MPs from the Parliamentary Agriculture Committee backed Thursday the veto imposed by Bulgarian President Rosen Plevneliev on a set of controversial amendments to the Forestry Act.
The Committee will propose a support of the veto to Parliament, meaning that the procedure for drafting the legal changes goes back to square one.
Members of the Agriculture Committee agreed that the veto provided an opportunity to vote the amendments amid a public debate including representatives of environmental organizations, the business sector and civic-minded citizens.
A group of MPs noted that trying to solve the problems of the tourism sector through an amended Forestry Act was not the way to go.
They argued that a comprehensive strategy for the development of tourism and sport was necessary to remedy the situation.
Svilen Ovcharov, legal advisor at the "For the Nature" coalition, insisted that if Bulgaria's Parliament had decided to adopt investment incentives, they had to be applicable to all, rather than a selected group of investors.
He explained that if Bulgaria was following this scenario, it had to notify the European Commission that it was preparing a state aid scheme for the sector before the debates resumed.
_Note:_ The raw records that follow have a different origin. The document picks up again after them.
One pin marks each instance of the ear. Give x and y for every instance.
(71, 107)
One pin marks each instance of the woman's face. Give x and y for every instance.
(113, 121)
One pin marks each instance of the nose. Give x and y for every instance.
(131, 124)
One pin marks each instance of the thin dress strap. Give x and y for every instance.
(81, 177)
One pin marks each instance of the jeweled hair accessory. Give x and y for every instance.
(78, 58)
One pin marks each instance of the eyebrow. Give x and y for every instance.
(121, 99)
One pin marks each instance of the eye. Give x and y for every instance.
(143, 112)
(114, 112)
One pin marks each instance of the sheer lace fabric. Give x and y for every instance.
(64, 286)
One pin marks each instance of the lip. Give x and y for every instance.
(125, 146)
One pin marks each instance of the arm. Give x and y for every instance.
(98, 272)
Meanwhile, the Committee's sitting included an argument as to whether the unit had the capacity to discuss the vetoed amendments prior to a plenary discussion.
Desislava Taneva, Chair of the Agriculture Committee, declared that Anastas Anastasov, Deputy Parliament Chair, had ordered the unit to come up with a pronouncement before the veto was put up for discussion by all MPs.
Thousands of Bulgarian eco activists and other citizens opposing the Forestry Act amendments have been staging protest rallies in the area of the key intersection of Orlov Most (Eagles Bridge) in Sofia ever since the Parliament passed the amendments 8 days ago, on June 13.
On Saturday, Bulgarian President, Rosen Plevneliev vetoed the batch of provisions facilitating the construction of ski facilities without a change of land use.
Meanwhile, a number of pro-ski-development counter-protests were also staged, allegedly under the aegis of center-right ruling party GERB and the "Nature for People and Regions" coalition funded by notorious businessman Tseko Minev.
Minev is widely believed to be the person behind the controversial legislation, as well as the man who stopped ski lifts in Vitosha for the entire winter season on grounds he was observing existing provisions of the Forestry Act.